Little Red Bat

One of the many difficulties in learning a new language is the vocabulary — new words for things we already know. Another layer of difficulty is that often the new language uses different rules of grammar than those we are used to, even if we have never been able to master the old ones in the first place.

One more, nearly impenetrable barrier, is when the foreign language doesn’t even use good old fashioned American style alphabet letters. A case in point is Chinese writing, based on Hanzi characters. These characters, which look to us like a child’s scribbling, are densely packed with meaning. This pictographic writing, a combination of pictograms, ideograms, ideogrammatic compounds and phono-semantic compounds, is comprised of many thousands of characters. A single character can convey entire truckloads of meaning, like one of Scarlett Johansson’s eyebrows.

Chinese dissident, artist and political prisoner Ai Weiwei recently unleashed a torrent of cryptographically sensitive information in a single, pithy broadcast.

Mr Ai, who is too critical of the Chinese Communist Party for his own good, had been in jail for months and then was released and placed under house arrest. Ostensibly he was arrested for “tax evasion,” but everybody in the US, in Europe, in South America, Africa and Australia, and almost everyone else everywhere, knows that these were trumped up charges; his real offense is that he has been a loud and persistent critic of the Chinese government.

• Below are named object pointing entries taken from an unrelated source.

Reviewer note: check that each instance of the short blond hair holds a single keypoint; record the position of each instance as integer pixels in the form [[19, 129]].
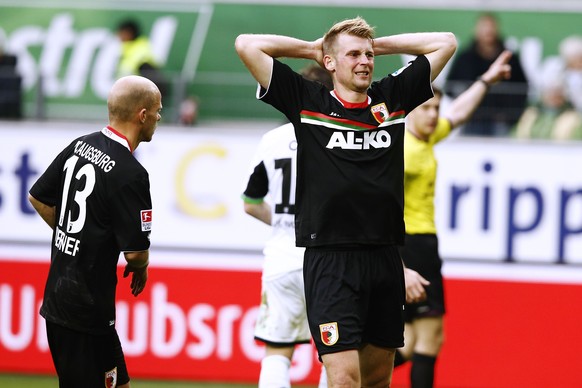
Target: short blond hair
[[356, 27]]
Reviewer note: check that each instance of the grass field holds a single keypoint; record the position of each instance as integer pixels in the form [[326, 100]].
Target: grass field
[[36, 381]]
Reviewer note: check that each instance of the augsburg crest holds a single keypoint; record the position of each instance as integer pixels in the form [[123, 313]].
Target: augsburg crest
[[380, 112]]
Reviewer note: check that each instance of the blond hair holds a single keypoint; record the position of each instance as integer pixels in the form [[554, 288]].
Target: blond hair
[[356, 27]]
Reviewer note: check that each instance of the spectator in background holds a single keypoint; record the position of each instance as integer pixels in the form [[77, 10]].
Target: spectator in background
[[571, 55], [552, 116], [505, 102], [137, 57], [10, 83], [425, 128]]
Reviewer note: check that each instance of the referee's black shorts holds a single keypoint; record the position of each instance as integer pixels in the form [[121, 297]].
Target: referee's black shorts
[[86, 360], [421, 253], [354, 296]]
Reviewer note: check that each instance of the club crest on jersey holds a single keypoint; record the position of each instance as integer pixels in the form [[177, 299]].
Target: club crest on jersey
[[146, 220], [380, 112], [111, 378], [329, 333]]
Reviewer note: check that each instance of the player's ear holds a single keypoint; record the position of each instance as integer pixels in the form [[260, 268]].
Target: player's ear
[[142, 115]]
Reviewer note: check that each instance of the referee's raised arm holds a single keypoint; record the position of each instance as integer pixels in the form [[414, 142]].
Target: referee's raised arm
[[437, 47]]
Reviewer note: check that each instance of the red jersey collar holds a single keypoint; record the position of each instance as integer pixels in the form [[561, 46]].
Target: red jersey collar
[[351, 105], [111, 133]]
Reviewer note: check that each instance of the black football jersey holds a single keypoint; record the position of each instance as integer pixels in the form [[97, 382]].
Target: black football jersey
[[103, 207], [350, 166]]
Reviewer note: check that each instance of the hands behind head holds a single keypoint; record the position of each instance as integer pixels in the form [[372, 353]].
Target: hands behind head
[[499, 70]]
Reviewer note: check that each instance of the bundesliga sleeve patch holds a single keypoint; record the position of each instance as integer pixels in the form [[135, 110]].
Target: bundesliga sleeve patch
[[146, 220], [329, 333]]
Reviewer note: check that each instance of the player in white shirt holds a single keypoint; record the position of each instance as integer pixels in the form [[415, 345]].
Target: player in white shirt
[[270, 197]]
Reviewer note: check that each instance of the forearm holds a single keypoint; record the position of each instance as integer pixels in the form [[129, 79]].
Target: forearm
[[138, 259], [257, 53], [438, 47], [463, 107]]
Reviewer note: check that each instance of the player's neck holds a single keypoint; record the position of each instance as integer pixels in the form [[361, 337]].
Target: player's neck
[[416, 134]]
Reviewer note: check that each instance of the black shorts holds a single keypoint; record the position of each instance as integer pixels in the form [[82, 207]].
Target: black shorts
[[86, 360], [421, 253], [354, 297]]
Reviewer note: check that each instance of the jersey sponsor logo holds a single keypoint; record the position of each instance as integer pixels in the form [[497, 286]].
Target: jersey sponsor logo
[[380, 112], [329, 333], [111, 378], [146, 220], [360, 140]]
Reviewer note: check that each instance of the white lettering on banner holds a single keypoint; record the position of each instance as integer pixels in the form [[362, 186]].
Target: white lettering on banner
[[162, 325], [364, 140], [93, 43], [22, 338], [66, 244], [186, 202]]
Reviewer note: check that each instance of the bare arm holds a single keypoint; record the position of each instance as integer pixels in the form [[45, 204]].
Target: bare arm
[[137, 264], [257, 52], [261, 211], [463, 107], [438, 47], [46, 212]]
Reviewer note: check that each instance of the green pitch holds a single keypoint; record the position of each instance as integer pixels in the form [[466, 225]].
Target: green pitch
[[34, 381]]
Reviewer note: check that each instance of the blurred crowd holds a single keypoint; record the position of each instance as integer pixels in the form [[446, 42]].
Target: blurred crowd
[[548, 107]]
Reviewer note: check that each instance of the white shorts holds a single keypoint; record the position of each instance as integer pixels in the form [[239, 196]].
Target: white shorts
[[282, 318]]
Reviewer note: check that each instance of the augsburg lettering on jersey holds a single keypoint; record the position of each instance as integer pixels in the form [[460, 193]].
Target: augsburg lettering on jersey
[[94, 155], [354, 135]]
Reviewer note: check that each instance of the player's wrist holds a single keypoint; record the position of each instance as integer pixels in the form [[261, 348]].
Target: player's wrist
[[482, 80], [140, 265]]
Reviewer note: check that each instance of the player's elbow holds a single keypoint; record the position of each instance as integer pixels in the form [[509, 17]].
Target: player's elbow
[[250, 208]]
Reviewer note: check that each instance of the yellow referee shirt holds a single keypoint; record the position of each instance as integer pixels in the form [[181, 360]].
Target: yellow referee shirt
[[420, 167]]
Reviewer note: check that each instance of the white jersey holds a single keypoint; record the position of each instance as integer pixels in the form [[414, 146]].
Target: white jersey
[[272, 178]]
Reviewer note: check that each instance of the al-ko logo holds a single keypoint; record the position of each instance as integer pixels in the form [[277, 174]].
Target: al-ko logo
[[73, 60]]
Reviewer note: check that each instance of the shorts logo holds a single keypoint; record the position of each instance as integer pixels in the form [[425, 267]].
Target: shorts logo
[[329, 333], [111, 378], [146, 220], [380, 112]]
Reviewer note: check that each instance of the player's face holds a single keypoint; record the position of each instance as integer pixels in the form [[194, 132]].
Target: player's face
[[353, 62], [424, 118], [153, 115]]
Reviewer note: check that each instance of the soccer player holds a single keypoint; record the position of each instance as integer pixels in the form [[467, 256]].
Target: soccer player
[[349, 196], [95, 196], [424, 128], [282, 321]]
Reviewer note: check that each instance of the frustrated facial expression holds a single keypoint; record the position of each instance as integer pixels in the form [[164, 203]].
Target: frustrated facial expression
[[352, 62]]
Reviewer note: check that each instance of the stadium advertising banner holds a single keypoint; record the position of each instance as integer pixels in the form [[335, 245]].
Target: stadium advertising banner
[[73, 45], [496, 200]]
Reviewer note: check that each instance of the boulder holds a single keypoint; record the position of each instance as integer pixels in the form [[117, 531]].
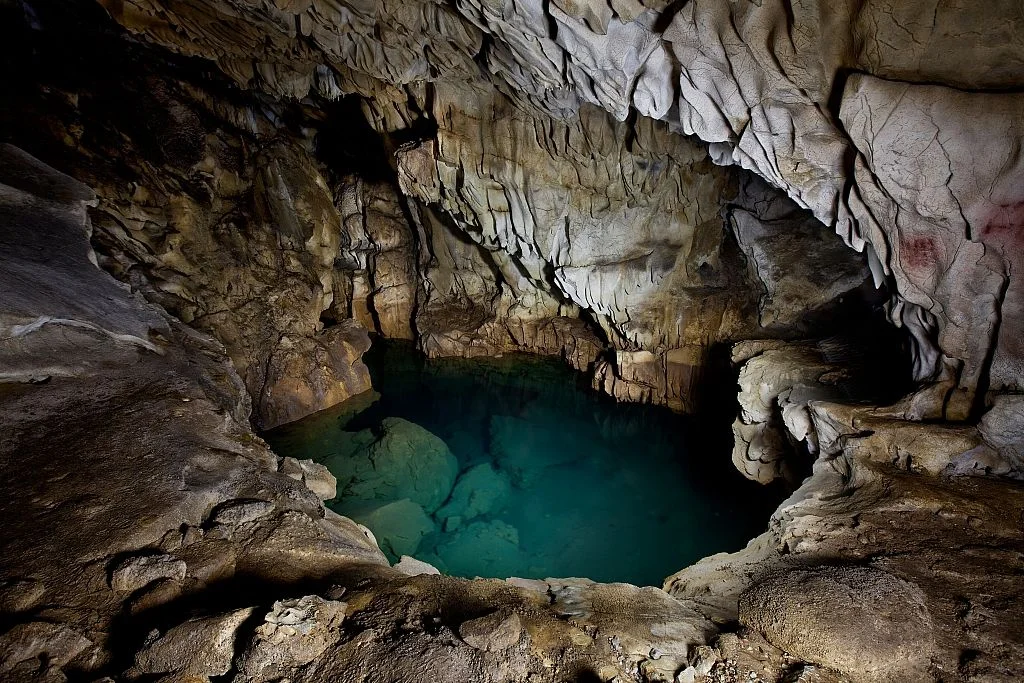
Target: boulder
[[293, 634], [133, 573], [860, 621], [406, 461]]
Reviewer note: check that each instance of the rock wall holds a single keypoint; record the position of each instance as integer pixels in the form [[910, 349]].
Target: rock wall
[[821, 100], [542, 216]]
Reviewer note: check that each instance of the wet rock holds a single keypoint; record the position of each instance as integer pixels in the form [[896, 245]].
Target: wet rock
[[40, 646], [236, 513], [493, 633], [135, 572], [857, 620], [293, 634], [414, 567], [199, 647], [704, 659], [406, 461], [316, 477], [19, 594]]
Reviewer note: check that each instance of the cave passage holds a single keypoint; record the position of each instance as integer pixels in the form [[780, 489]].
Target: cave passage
[[514, 467]]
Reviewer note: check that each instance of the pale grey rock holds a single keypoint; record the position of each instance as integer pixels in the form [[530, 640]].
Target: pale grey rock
[[776, 383], [317, 477], [397, 526], [414, 567], [236, 513], [402, 461], [702, 659], [201, 647], [43, 644], [293, 634], [802, 266], [496, 632], [688, 675], [135, 572], [1000, 427], [856, 620]]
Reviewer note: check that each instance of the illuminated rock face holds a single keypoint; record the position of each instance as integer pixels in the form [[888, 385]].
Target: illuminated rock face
[[637, 186], [822, 101]]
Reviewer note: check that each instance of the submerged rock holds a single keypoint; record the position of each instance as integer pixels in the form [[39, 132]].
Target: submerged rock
[[496, 632], [397, 526], [524, 447], [479, 491], [406, 461]]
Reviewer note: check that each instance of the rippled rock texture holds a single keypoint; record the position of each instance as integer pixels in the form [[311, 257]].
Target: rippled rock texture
[[275, 179]]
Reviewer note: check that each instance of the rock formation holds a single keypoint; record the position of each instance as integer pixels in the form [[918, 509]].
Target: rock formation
[[208, 207]]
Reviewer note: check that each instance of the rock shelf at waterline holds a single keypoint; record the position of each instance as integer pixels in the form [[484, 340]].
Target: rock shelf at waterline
[[511, 467]]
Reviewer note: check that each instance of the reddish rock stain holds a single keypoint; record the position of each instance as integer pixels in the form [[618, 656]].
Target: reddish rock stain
[[918, 253]]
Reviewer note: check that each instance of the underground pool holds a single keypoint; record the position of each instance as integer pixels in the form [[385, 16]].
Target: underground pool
[[514, 467]]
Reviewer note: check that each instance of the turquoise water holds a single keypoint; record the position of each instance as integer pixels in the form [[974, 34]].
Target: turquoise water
[[513, 467]]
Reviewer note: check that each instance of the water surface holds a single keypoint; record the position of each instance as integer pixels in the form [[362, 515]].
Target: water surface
[[514, 467]]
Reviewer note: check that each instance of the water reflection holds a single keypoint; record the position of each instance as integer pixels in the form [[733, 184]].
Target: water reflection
[[512, 467]]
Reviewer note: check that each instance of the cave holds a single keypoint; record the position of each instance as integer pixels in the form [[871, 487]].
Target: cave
[[454, 341]]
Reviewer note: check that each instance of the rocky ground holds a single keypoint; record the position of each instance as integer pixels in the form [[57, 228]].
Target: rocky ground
[[515, 180]]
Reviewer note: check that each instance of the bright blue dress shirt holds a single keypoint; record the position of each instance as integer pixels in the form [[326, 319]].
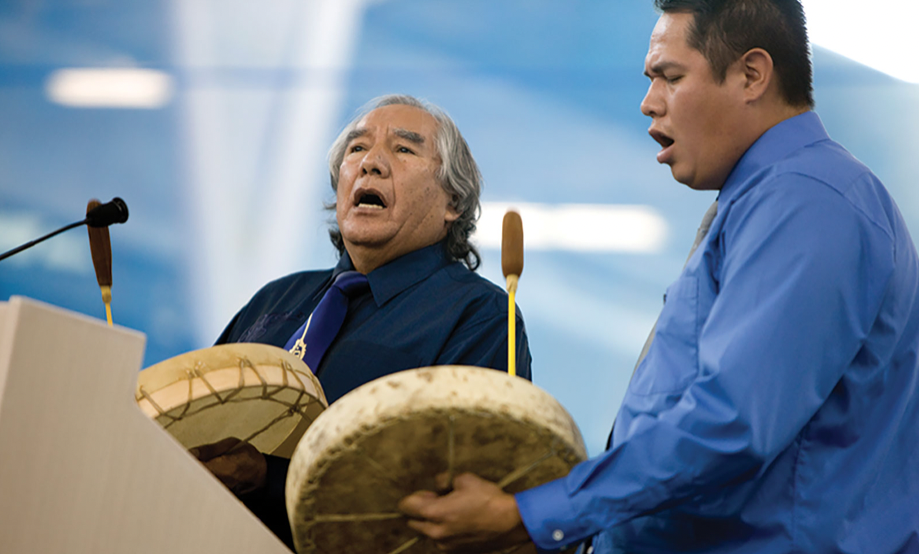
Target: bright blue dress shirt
[[777, 408]]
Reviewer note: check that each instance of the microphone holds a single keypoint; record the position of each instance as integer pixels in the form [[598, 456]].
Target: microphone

While under house arrest, the two dozen Chinese police officers living with him make sure that he is always wearing his “Silent Silk Ribbon,” which is several yards of duct tape over his mouth.

Mr Ai, who has art on exhibit all over the more civilized world, made a surprise virtual appearance today, and made his first Twitter tweet in some time. His tweet, in Chinese characters, was translated into English. On the surface, the 10-character English translation of his tweet (“What’s up?”) was perfectly innocent, but the original ideogrammatic tweet has Western intelligence agencies scrambling to decipher it.

Many clever Chinese dissidents using social media employ alternative words and phrases to get around the ubiquitous government censorship of terms deemed to be offensive or embarassing.

The Peoples Bullying Party has been on ‘really high alert’ — because they’re really scared — after watching popular revolt in Egypt and other parts of Northern Africa. No shortage of resources has been spared in finding and apprehending anyone with the slightest link to anybody who has the slightest chance of stirring things up, from Shanghai to Xinjiang, from Beijing to Tibet. Even those who look cross-eyed at Chinese security personnel disappear.

Now, with riots in London dominating the news, top level members of the Central Committee are watching carefully, and looking for new ways to control the increasingly disgruntled populace. Distressingly high numbers of Chinese citizens are angry with the government’s perceived cover-up of the high-speed train wreck near Wenzhou, which killed dozens and injured hundreds. The decision makers in Beijing are worried that the London violence will be the Molotov Cocktail thrown into the fireworks factory.

They’re looking into the use of aluminum baseball bats. This is what Ai Weiwei was so cleverly hinting at, since the ideogrammatic symbol he used for his cryptic tweet can mean “what’s up?” — a request for information — but can also convey “who’s up?” — a clear reference to baseball and baseball bats., the British branch of the huge American online retailer, has reported a 6000% increase in the sale of aluminum baseball bats, which are, so to speak, flying out the window. Some theorize that these bats are being sold to British shop-keepers who wish to protect themselves and their shops, or are perhaps being sold to the packs of sub-human young hooligans (“yobs” and “neds”) who have shocked the UK with mindless destruction and opportunistic looting. This intrepid reporter, dear reader, has burned through several barrels of midnight oil doing journalistic sleuthing, and has found the truth.

It’s really the Chinese who are buying up the bats. But why?

Deep cover informants reveal that a complex deal has been struck between Nintendo, Foxconn and the Peoples Propaganda and Benevolent Control Ministry, headed by the baijiu-loving bureaucrat, Fling Dhung. The Ministry intends to develop crowd-control hardware and software based on aluminum bats, and using Nintendo’s Wii technology. Huge buildings that formerly housed ping-pong parlors have been turned into Wii-enabled training facilities, where thousands of police officers practice swatting dissident citizens shown on enormous high-def screens.

Already far advanced in the field of face-recognition technology, so tightly woven into the fabric of national security, the Chinese intend further to unite the “smart-bats” with Apple-designed hardware provided by Foxconn, the mega-manufacturer of iPhones and iPads. Every time a police officer swings an enhanced bat at an actual protester, cameras inside the bat will photograph the targeted victim, and software will identify him or her. Then, taking advantage of the Apple gyroscope and accelerometer, the bat will estimate the severity of the blow. Combining that data with real-time blood-spatter analysis, the bat will decide whether to inform the nearest jail, hospital or coroner.

To honor Chairman Mao, the smart-bats will be painted red, and will be known as “Little Red Bats.” Looks like the Communist Party hopes to hit discord out of the park with this one.